Prevention of cancer by agents that suppress production of oxidants
1994
Troll, W. | Lim, J.S. | Frenkel, K.
Structurally different cancer preventive agents suppress superoxide anion radical (O2-.) and hydrogen peroxide (H2O2) production by phorbol ester tumor promoter-activated human neutrophils. This inhibition of H2O2 generation can serve as a facile system for identifying and measuring the activity of cancer preventive agents. Those agents inhibit inflammation and oxidative DNA damage as well as tumor promotion. H2O2 causes formation of strand breaks in DNA and oxidation of DNA bases. Cancer preventive agents include retinoids, garlic oil, protease inhibitors (PIs) isolated from natural sources (e.g., soybeans, potatoes and tomatoes), (-).epigallocatechin gallate (EGCG) (isolated from green tea), vitamin B3 (nicotinic acid), and trans-tamoxifen (TAM).

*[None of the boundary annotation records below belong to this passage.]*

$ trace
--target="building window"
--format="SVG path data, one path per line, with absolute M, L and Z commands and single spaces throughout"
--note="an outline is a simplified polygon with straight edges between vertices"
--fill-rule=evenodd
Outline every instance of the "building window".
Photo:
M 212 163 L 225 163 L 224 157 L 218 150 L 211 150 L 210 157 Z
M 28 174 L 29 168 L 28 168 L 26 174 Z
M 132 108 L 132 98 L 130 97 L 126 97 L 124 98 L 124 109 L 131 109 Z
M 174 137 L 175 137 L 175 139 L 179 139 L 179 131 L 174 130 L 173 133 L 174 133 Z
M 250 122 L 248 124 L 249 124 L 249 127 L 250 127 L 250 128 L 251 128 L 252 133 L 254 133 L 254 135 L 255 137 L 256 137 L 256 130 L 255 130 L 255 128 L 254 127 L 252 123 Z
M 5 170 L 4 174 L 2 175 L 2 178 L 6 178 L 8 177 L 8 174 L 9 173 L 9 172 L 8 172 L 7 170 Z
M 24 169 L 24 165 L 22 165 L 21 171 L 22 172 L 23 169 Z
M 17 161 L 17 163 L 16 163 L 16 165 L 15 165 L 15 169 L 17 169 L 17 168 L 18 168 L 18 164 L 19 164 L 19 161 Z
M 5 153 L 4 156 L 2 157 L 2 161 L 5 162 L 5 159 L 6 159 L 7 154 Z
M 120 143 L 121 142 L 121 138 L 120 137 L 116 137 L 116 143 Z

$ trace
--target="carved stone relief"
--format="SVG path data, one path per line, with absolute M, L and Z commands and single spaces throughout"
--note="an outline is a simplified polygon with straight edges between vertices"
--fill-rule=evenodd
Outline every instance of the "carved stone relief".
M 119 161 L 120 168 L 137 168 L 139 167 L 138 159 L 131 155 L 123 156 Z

Nicotinic acid and TAM are the new additions to this growing group of inhibitors. Nicotinic acid may act through formation of the cofactor [e.g., nicotine-adenine-dinucleotide (NAD+)] of many dehydrogenases. Phorbol ester-mediated H2O2 induction in neutrophils--which is not inhibitable by estradiol--is suppressed by the antiestrogen TAM, which points to additional properties of TAM that contribute to the prevention of breast cancer but are not estrogenic in nature.